Beaver tails have many uses. Covered with leathery scales and sparse, coarse hairs, their tail slaps loudly against the water to frighten predators and warn other beavers. It stores fat for energy and releases body heat to help control body temperature. On land, the tail helps with sitting or standing and serves as a counterbalance and support when a beaver is walking on its hind legs while carrying building materials with its teeth, arms and hands. Their hands are adept at grasping and manipulating objects and are used during eating and dam and lodge building. In tree-sparse areas, beavers use rocks for their dams, plugging the gaps with mud.

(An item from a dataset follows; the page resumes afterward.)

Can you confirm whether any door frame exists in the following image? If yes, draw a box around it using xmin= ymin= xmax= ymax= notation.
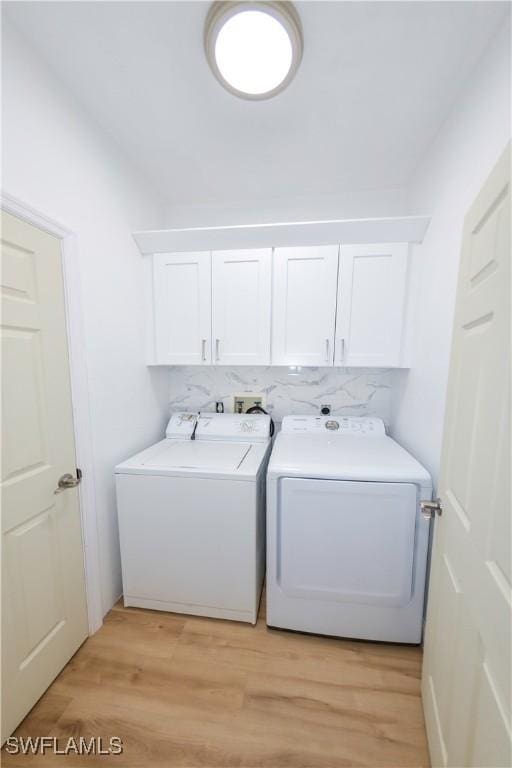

Beavers have a clear, inner (nictitating) eyelid, providing eye-protection while allowing good underwater eyesight. Their larger webbed feet propel them at 5 mph underwater, with their tail acting as a rudder for steering. At times, a beaver will remain underwater for 5 or 6 minutes, but usually limit their dives to about 30 seconds. 15-minute dives are possible, redirecting blood flow to their brains and lowering their heart rate in half!

Beavers live along rivers and streams and in ponds and lakes…almost anywhere where adequate year-round water flow exists. They’ll often dig and build their lodges along the banks. In other areas with adequate vegetation, they’ll create ponds by building dams across streams. They’re the only species, other than humans, that can both create its own habitat and alter the environment. The wonders of the habitats created by this Keystone Species will be the subject of a future piece.